Veja nota da cooperativa na íntegra:

A Unimed Goiânia – Cooperativa de Trabalho Médico tem o compromisso de manter um relacionamento transparente e respeitoso com todos os seus colaboradores e parceiros. Em consonância com esses valores fundamentais, comunicou, em primeira mão, aos profissionais de enfermagem de suas unidades assistenciais próprias o posicionamento da Cooperativa sobre o reajuste do piso salarial da categoria dos enfermeiros.  

Nesse contexto, informou a proposta de negociação apresentada ao Sindicato da classe, que visa o equilíbrio financeiro necessário para manter os enfermeiros com contratos de trabalho regidos pela CLT (Consolidação das Leis do Trabalho). Esta proposta foi feita em busca de uma solução que atenda ambas as partes: a Cooperativa e seus colaboradores. O objetivo é evitar riscos de dificuldades de gestão financeira, bem como terceirização dos serviços e desligamentos inevitáveis.  

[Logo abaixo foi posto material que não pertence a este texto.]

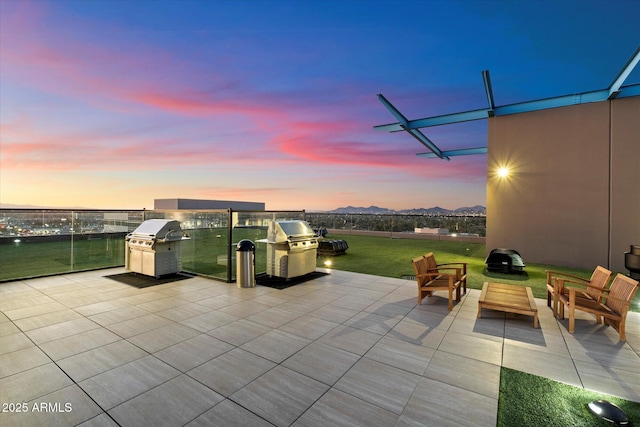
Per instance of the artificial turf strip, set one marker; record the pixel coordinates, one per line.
(529, 400)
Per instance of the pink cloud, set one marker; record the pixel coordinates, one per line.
(258, 127)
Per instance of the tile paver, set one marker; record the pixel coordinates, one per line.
(344, 349)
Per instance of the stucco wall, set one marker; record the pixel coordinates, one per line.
(562, 203)
(625, 178)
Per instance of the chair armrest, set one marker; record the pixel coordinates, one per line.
(555, 274)
(453, 263)
(560, 284)
(438, 270)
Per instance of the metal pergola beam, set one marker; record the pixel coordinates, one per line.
(618, 81)
(422, 138)
(412, 126)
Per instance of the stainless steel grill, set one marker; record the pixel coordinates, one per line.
(292, 249)
(153, 249)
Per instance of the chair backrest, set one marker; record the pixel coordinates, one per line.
(599, 280)
(420, 265)
(431, 260)
(622, 288)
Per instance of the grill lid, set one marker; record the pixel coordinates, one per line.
(284, 231)
(164, 230)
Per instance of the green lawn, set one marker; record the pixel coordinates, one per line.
(529, 400)
(383, 256)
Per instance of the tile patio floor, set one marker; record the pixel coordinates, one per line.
(344, 349)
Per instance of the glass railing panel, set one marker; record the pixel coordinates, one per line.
(45, 242)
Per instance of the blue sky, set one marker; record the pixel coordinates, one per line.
(112, 104)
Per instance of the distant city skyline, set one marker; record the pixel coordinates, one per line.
(110, 105)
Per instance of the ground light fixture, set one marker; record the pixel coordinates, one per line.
(609, 412)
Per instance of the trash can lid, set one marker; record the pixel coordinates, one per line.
(245, 246)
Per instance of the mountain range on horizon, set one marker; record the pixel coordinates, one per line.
(372, 210)
(436, 210)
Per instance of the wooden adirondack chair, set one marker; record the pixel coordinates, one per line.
(432, 279)
(593, 287)
(614, 310)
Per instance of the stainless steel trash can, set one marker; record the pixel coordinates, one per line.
(245, 264)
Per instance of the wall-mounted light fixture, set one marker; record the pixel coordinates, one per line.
(503, 172)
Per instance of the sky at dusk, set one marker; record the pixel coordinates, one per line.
(112, 104)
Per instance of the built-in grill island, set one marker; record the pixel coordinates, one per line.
(153, 249)
(292, 249)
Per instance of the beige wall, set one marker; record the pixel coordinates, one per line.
(625, 178)
(563, 203)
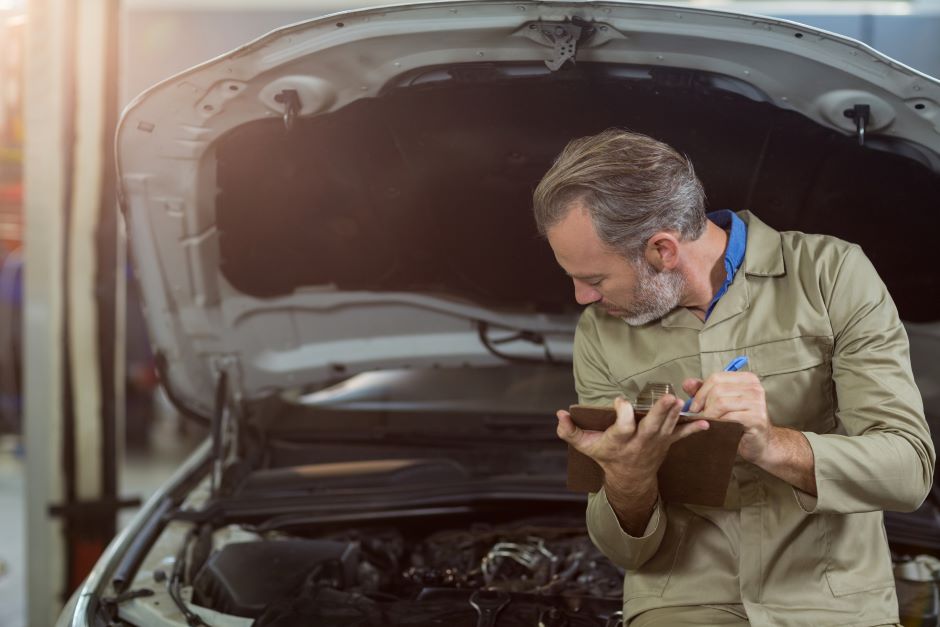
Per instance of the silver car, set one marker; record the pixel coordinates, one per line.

A Unimed Goiânia acredita no processo de diálogo franco, aberto e transparente. Por isso, repudia veementemente qualquer interpretação de que a ação de diálogo foi realizada de maneira ilícita ou ameaçadora em relação aos seus funcionários. Ao contrário, a Cooperativa está comprometida em encontrar uma solução que seja justa e equitativa para ambas as partes, de modo a preservar os empregos e a qualidade dos serviços prestados aos beneficiários. 

A Cooperativa segue aberta para continuar o diálogo construtivo com a categoria e o Sindicato, buscando alcançar uma solução justa e que atenda a todas as partes envolvidas.